Yes I know, and I mentioned in my first reply that it will be slower. Of course EmbeddingBag is more efficient, otherwise it won’t even exist. I’m just saying that using Embedding for this is likely not “too slow” and probably not a huge performance bottleneck for your particular use case.
If you are really concerned, you can run some tests and measure the time difference. If that is crucial to you, you can make a github request and see if anyone wants to implement, or you can do it yourself.
If I want to achieve the function of nn.Embeddingbag with nn.Embedding, is padding the only way I can do?

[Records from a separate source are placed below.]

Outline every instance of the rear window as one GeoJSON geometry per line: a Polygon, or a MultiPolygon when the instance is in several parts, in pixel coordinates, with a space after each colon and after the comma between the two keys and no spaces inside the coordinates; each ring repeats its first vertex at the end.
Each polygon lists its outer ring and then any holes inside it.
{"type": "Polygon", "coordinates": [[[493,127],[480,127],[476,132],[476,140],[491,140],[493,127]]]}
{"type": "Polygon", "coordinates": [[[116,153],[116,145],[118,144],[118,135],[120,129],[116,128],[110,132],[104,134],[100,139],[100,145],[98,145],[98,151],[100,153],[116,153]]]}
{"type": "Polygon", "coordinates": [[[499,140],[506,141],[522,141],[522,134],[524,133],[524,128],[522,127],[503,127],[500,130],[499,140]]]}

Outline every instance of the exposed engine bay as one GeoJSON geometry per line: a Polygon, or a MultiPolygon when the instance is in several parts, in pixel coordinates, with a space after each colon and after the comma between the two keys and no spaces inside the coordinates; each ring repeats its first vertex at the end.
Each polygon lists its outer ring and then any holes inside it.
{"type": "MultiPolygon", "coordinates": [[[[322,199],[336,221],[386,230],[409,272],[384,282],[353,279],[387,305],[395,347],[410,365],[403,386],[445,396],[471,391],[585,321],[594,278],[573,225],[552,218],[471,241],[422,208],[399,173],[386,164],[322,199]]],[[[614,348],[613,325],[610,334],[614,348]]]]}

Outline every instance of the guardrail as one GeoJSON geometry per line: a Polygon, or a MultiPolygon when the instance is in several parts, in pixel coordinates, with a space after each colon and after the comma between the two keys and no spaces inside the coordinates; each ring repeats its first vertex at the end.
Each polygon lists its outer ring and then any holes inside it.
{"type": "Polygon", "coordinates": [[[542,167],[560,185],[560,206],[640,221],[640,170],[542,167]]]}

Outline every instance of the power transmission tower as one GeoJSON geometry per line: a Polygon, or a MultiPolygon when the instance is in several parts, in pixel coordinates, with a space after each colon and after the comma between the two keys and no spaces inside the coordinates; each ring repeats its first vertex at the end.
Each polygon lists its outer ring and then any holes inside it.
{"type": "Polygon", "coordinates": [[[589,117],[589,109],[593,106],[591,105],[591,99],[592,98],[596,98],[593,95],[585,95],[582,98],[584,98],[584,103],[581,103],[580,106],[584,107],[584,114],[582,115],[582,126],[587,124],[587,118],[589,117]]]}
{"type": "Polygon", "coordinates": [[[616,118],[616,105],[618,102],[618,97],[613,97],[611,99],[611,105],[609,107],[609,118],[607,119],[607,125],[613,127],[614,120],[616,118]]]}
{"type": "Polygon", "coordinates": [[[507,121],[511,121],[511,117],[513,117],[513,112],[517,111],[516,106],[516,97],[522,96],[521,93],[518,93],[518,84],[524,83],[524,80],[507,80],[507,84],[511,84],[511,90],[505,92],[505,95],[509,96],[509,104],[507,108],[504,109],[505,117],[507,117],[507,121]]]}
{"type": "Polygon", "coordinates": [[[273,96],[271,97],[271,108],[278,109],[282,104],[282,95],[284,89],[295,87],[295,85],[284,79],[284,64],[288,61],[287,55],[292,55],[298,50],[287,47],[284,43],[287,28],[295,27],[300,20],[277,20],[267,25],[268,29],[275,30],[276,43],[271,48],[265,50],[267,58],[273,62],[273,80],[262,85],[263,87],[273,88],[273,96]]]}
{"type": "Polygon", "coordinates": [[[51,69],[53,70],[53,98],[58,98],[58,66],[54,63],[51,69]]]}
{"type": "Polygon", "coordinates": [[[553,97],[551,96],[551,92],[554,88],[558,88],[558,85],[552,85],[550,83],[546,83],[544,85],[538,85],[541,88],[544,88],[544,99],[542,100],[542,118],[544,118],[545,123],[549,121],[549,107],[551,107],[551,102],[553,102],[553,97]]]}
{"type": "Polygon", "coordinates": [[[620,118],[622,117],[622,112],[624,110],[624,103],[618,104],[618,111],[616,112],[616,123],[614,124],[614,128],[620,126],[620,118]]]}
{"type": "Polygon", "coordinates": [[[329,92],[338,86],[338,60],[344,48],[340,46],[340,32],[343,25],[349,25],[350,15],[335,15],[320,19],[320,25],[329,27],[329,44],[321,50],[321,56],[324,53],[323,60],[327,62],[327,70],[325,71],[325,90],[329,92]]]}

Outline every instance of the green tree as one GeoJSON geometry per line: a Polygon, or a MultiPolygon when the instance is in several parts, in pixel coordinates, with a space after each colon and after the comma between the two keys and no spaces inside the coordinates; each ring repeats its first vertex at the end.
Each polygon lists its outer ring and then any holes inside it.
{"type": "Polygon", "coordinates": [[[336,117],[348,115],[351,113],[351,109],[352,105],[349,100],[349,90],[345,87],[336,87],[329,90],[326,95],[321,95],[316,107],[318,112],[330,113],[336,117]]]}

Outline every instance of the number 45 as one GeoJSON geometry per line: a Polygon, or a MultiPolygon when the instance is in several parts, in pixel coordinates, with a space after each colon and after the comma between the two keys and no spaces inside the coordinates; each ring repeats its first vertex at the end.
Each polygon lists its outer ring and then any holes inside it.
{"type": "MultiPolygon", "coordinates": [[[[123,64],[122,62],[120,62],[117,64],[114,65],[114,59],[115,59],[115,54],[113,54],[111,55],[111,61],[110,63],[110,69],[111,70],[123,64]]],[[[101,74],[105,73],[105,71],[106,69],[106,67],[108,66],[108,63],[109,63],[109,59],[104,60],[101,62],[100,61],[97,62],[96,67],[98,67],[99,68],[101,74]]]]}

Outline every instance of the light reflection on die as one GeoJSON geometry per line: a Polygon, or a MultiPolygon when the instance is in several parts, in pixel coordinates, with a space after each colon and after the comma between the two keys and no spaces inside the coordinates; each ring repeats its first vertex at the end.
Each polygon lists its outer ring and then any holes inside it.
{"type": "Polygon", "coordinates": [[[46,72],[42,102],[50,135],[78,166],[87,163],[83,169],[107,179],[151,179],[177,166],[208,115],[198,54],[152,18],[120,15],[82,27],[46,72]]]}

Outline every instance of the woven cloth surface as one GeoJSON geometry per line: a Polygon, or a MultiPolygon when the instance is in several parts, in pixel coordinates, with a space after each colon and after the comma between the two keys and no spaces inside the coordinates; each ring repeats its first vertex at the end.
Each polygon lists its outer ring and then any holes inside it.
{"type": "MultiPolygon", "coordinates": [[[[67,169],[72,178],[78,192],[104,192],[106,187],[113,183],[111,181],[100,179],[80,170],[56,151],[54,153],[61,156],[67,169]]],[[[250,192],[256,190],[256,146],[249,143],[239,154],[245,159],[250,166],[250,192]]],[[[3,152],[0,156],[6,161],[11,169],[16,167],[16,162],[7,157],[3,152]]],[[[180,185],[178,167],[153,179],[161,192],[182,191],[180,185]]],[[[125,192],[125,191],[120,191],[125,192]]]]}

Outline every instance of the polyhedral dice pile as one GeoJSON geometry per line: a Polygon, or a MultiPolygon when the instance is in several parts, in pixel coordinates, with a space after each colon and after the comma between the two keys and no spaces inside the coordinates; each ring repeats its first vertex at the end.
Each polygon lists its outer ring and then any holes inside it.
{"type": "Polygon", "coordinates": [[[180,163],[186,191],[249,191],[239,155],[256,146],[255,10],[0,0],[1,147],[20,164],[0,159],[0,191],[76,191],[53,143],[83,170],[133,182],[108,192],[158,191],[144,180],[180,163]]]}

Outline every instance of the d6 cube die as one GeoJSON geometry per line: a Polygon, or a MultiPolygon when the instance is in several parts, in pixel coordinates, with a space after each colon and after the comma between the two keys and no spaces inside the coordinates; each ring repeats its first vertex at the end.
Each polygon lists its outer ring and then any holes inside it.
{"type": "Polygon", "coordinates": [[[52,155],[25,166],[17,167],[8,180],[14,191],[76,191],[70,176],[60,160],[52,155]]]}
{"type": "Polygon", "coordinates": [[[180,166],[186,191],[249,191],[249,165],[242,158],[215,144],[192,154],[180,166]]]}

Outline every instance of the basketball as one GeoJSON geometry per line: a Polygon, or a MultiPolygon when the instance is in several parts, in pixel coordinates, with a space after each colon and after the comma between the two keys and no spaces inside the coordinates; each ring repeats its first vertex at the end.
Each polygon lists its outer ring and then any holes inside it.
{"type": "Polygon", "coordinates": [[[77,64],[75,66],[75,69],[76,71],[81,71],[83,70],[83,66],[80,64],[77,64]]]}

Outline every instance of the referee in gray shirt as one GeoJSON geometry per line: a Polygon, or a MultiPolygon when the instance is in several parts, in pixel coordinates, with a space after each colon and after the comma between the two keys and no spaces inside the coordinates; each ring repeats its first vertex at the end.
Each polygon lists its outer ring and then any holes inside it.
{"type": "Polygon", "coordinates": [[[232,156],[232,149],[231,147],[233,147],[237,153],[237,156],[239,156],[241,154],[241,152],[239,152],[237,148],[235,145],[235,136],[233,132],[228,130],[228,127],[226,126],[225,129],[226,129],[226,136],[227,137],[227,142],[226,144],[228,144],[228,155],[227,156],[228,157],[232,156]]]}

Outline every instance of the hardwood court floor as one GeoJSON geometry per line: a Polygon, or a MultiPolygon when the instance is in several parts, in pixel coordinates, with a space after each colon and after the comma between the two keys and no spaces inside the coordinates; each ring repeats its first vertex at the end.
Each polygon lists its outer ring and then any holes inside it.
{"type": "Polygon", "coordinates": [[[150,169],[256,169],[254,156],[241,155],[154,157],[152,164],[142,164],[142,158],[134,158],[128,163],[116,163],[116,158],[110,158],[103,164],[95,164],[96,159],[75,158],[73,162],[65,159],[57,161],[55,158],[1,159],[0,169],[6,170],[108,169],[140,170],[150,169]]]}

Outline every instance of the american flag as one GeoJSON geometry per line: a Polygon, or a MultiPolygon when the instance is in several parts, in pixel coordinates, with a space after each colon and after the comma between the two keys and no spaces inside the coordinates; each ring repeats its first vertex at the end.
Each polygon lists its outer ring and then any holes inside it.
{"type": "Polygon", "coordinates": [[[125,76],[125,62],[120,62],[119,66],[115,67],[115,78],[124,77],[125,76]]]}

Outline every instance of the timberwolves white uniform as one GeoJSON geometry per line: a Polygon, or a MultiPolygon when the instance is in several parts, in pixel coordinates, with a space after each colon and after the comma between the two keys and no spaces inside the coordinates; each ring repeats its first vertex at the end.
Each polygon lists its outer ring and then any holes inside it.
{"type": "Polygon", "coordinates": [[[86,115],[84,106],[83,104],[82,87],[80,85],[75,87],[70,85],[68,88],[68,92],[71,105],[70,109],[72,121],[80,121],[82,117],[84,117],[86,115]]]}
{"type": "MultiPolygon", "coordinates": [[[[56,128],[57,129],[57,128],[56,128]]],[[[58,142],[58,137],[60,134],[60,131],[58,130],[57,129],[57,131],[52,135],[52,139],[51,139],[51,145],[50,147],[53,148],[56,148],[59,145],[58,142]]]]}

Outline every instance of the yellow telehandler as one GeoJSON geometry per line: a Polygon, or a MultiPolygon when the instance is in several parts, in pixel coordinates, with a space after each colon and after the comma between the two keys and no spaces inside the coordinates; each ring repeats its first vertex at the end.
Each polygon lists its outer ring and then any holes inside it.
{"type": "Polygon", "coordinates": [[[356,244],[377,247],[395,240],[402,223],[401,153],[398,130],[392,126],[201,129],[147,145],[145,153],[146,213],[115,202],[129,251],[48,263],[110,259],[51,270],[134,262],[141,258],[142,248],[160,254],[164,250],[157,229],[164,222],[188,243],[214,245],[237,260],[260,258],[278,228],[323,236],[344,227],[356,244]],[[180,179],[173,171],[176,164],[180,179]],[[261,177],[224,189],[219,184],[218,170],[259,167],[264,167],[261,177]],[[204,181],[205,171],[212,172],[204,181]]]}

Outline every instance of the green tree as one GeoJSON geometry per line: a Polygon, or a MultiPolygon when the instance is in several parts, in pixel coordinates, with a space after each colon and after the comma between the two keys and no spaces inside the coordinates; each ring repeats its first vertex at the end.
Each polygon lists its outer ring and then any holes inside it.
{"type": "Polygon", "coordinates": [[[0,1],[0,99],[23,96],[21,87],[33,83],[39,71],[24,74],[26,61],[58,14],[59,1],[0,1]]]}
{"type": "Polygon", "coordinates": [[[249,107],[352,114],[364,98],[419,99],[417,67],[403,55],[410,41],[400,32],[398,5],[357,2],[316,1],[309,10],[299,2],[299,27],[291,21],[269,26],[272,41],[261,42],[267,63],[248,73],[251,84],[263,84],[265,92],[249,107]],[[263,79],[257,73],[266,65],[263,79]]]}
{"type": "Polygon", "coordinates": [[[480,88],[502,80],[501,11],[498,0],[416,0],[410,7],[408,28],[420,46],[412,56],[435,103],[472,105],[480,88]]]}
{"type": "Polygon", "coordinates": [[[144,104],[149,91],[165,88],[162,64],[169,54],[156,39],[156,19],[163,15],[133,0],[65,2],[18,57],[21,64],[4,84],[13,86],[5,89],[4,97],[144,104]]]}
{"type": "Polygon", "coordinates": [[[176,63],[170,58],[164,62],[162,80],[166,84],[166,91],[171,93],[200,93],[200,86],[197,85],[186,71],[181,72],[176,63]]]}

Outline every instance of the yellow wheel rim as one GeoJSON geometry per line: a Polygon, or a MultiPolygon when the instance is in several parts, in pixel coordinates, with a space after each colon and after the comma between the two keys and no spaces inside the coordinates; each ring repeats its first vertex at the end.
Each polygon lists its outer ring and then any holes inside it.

Assuming the followings are inputs to nn.Embeddingbag:
idx = [0,3,2,4,5,9,23] offset = [0,2,4]
In this case, the actual input to nn.Embedding is [[0,3],[2,4],[5,9,23]].
So to make a batch from this input, do I need to pad?
I think i can increase the indices by 1 and pad 0 up to the max length of inputs, which is 3 in this case. And I can use padding_idx option in nn.Embedding.
However, my concern is that if the max length is large, then I would have to store a lot of 0s, which will be very memory inefficient.
Is there any way that I can achieve this efficiently?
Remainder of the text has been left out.